The UDA has warned of being ready to “do battle” in a statement read to several thousand loyalist supporters at a number of venues in the north of Ireland.
The unionist paramilitary group used a similar statement last year to call on its gunmen to ‘stand down’.
However, this year’s statement saw a complete reversal, with the UDA using the commemorations to brace for combat while accusing republicans of “agitation and non-violence”.
The address to members and supporters on Sunday made no reference to the issue of UDA weapons, which the group has refused to decommission.
The UDA statement read: “Our people and country continue to face many challenges.
“We must stand ready to do battle but we must be on the right battlefield and continue to train in the skills that will enable us not only to defend our community but take the lead.
“The threat from Irish republicanism and nationalism has not abated. They are challenging our very existence at every level.
“They are challenging through agitation and non-violence but it is every bit as dangerous and must be combated.”
RETURN OF THE O.V.
Meanwhile, the little-known unionist paramilitary group, the Orange Volunteers, has admitted destroying a Gaelic sports clubhouse outside Dungannon, in County Tyrone.
Club chairman Peter O’Connor said everyone was in shock at the attack early on Saturday but that the club hoped to start rebuilding as soon as possible.
“The building has been completely destroyed. When I got there at 6am the whole place was on fire. The roof was off and the first floor had completely collapsed in,” he said.
Six fire crews battled the blaze for four hours but were unable to enter the building because it was unsafe.
The walls of the clubhouse have been judged unsafe and the building will have to be demolished.

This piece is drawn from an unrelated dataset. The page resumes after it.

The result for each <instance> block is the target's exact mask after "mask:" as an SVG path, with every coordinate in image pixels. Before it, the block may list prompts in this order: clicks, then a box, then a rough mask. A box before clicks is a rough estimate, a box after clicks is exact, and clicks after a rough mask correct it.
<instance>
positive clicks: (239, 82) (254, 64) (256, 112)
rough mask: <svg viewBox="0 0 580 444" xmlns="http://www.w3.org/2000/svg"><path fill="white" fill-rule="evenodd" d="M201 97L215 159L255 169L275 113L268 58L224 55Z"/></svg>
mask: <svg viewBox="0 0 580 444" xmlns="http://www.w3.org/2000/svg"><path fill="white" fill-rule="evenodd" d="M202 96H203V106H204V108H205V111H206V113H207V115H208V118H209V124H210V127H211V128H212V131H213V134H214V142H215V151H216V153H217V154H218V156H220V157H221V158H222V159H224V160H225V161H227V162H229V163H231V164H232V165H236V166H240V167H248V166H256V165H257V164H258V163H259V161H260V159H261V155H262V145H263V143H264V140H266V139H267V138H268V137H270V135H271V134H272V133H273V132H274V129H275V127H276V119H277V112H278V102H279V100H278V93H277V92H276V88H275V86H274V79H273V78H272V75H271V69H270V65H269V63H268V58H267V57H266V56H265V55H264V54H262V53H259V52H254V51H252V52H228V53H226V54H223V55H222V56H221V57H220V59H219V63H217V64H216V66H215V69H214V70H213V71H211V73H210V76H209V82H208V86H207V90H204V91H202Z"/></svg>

In a statement to a television newsroom on Saturday night, the Orange Volunteers said it was responsible for the blaze.
The group emerged during the 1998 Drumcree dispute after a fundamentalist Protestant gang split from the UVF, but have not openly claimed an attack for several years.
The Orange Volunteers claimed the fire was in retaliation for damage to Ballinderry Orange Hall near Coagh in County Tyrone last Sunday.
Meanwhile, the Continuity IRA has claimed responsibility for an attack on Lurgan PSNI barracks last week. A blast bomb was thrown at the base at around 7.30pm on Wednesday night last. No-one was reported hurt in the blast and no damage was caused.